MENGAPA WANITA DILARANG MEMIMPIN

Tak Ada Larangan Wanita Berkarir

Sebelum membahas bagaimana syariat mengatur boleh tidaknya pemimpin wanita dalam suatu negara, terlebih dahulu perlu dikaji lebih mendasar. Sejauh mana ISlam memberikan berbagai hak dan kewajiban kepada laki-laki dan perempuan.

Syariat memberikan kebebasan hak dan kewajiban kepada perempuan sebagaimana kepada laki-laki, kecuali yang dikhususkan untuk perempuan (boleh meninggalkan shalat karena haid, nifas dan yang lainnya), atau laki-laki berdasarkan nash-nash Al-Qur'an dan Sunnah. Tetapi pengkhususan yang ada haruslah pada perkara yang dijelaskan oleh nash dan tidak melampaui batas.

Pengkhususan tidak dibolehkannya kaum wanita menjadi pemimpin hanyalah dalam konteks kekuasaan (kekhilafahan), tidak mencakup di luar kekuasaan lainnya seperti peradilan (qadha), organisasi atau lembaga. Dengan demikian tidak ada larangan kaum perempuan beraktifitas, berkarya dan berkarir dalam aspek perdangan, pertanian, dan perindustrian sebagaimana laki-laki. Termasuk pula melakukan kegiatan pendidikan, berjihad, politik, serta melakukan segala aktivitas seperti halnya laki-laki, sebab syariat adalah untuk manusia, baik laki-laki maupun perempuan (Taqiyuddin An Nabhani, Muqaddimah As Dustur, halaman 255-257)

Sebagai Kepala Negara

Jumhur ulama mengharamkan, salah satunya Imam Qurthubiy dalam tafsirnya Al-Jaami' Li Ahkam Al Qur'an, Juz I halaman 270 yang menyatakan bahwa : " Khalifah haruslah seorang laki-laki dan mereka (para fuqaha) telah bersepakat bahwa wanita tidak boleh menjadi imam (khalifah). Namun mereka berselisih tentang bolehnya wanita menjadi qadhi (hakim) berdasarkan diterimanya kesaksian wanita dalam pengadilan."

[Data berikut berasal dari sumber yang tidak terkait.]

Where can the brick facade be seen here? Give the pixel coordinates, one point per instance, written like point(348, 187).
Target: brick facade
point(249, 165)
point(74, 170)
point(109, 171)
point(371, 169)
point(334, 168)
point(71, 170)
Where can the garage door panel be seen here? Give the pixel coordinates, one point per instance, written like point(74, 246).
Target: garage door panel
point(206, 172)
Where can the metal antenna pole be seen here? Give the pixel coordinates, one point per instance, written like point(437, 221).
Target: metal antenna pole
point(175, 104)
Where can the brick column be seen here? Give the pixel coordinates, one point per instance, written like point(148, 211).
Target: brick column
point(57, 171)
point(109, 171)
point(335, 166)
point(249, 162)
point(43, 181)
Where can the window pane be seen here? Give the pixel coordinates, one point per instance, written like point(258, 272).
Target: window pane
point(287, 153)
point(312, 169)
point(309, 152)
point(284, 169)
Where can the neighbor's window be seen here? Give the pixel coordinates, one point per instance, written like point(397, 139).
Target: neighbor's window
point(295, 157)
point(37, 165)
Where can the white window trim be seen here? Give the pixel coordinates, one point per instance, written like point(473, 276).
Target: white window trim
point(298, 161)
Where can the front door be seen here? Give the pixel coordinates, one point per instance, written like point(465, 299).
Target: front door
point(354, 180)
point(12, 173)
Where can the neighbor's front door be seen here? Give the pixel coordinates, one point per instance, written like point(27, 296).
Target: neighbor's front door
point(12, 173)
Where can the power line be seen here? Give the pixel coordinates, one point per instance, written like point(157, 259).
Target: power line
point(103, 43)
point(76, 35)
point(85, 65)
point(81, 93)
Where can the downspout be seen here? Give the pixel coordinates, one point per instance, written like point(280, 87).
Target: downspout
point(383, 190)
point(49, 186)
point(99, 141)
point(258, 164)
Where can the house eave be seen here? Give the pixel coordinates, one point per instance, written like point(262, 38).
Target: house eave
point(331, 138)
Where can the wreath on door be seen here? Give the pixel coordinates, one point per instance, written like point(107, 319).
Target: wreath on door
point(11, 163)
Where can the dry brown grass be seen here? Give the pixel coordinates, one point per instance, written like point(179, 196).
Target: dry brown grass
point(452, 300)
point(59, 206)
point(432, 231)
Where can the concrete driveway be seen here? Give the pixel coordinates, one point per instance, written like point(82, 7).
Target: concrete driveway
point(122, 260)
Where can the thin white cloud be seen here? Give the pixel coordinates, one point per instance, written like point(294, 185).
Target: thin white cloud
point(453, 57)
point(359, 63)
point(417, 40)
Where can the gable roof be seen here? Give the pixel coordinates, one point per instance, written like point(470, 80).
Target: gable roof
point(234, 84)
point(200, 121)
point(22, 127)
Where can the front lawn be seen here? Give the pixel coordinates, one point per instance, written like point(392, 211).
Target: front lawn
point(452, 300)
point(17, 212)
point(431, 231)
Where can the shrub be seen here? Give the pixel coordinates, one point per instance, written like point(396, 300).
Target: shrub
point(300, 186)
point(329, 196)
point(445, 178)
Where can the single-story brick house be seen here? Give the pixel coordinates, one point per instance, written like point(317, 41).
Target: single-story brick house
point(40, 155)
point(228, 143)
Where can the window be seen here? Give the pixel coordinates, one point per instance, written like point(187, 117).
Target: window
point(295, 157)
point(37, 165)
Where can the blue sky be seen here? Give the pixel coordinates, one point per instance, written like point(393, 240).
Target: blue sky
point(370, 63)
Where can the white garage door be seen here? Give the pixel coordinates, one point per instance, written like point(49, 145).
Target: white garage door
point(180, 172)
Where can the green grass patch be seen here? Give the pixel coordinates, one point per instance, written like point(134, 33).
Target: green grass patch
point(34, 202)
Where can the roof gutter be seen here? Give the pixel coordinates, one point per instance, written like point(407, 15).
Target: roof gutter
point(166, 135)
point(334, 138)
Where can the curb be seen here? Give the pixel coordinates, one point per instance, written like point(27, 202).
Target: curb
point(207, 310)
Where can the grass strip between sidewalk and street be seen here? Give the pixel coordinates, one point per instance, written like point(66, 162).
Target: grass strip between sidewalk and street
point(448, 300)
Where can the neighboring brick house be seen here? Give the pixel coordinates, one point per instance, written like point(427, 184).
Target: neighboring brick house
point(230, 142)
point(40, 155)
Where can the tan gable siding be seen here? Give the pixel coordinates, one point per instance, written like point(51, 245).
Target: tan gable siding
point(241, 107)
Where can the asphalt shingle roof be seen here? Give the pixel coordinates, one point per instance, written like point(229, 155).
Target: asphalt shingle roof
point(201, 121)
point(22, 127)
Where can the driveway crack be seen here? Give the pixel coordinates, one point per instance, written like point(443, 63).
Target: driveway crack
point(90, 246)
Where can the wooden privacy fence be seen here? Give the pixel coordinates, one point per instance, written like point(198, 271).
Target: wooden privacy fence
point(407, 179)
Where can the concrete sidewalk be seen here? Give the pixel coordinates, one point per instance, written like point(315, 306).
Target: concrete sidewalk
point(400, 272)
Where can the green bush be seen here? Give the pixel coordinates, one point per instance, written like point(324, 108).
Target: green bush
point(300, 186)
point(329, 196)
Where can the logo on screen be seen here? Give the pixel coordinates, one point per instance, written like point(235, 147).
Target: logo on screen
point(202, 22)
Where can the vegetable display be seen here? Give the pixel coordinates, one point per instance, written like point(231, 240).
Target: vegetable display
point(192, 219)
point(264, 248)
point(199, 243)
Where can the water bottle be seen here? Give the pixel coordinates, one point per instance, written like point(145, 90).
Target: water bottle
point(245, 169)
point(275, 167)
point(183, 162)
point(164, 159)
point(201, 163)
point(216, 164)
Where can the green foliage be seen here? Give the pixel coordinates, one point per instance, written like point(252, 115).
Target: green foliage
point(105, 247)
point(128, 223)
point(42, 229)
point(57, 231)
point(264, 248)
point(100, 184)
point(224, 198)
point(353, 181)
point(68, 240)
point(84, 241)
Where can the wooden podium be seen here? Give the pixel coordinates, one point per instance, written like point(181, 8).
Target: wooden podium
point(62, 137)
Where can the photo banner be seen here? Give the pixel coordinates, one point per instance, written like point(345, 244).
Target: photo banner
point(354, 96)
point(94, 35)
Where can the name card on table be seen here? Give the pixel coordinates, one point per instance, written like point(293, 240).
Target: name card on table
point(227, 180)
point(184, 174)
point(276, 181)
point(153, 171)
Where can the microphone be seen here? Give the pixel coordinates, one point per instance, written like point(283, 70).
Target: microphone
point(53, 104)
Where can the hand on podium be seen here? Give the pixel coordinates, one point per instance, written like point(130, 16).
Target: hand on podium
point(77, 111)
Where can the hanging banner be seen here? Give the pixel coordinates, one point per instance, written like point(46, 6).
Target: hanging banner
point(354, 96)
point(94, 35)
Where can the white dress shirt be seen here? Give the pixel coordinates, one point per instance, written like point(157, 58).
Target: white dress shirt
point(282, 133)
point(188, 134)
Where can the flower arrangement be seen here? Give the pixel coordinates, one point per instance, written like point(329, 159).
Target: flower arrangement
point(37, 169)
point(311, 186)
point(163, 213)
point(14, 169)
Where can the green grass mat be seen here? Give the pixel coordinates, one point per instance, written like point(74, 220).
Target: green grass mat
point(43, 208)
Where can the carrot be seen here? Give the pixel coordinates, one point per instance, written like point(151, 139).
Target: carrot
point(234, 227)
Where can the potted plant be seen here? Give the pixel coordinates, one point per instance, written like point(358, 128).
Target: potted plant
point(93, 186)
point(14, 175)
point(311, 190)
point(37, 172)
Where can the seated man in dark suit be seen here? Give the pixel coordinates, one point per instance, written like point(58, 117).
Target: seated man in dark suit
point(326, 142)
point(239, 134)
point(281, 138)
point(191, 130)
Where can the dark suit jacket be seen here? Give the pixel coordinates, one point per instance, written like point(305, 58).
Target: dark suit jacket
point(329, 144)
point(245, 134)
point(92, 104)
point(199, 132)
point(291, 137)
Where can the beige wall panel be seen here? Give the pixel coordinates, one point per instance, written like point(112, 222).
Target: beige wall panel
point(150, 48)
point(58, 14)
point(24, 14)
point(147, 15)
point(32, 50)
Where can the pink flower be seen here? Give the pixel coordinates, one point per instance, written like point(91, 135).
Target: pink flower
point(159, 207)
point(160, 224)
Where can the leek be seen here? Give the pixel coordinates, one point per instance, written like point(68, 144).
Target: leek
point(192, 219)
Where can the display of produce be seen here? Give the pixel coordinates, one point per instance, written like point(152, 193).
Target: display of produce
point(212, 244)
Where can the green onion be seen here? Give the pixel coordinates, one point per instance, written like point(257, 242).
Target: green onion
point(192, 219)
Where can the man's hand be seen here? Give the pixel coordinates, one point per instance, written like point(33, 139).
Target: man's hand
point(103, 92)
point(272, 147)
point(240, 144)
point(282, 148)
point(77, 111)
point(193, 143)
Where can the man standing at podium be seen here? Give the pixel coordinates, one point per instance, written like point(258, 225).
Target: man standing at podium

Hujjah paling jelas adalah sabda Rasullullah SAW yang tidak dipersoalkan keshahihannya dari pakar hadits : "Tidak akan beruntung suatu kaum yang menyerahkan kepemimpinan mereka kepada waniata," (HR. Bukhari, Ahmad, Tirmidzi, dan an-Nasa'i)

Alasan Larangan Menjadi Khilafah

Kenapa dalam Islam perempuan tidak boleh menjadi Khilafah (Pemimpin Negara), karena pada hakekatnya perempuan diciptakan dari tulang rusuk lelaki yang sifatnya lemah. Lalu apa jadinya jika si lemah memimpin oran-orang kuat (lelaki), maka pola dan cara memimpinnya pun akan tidak optimal, bahkan dikalahkan sendiri oleh yang dipimpin.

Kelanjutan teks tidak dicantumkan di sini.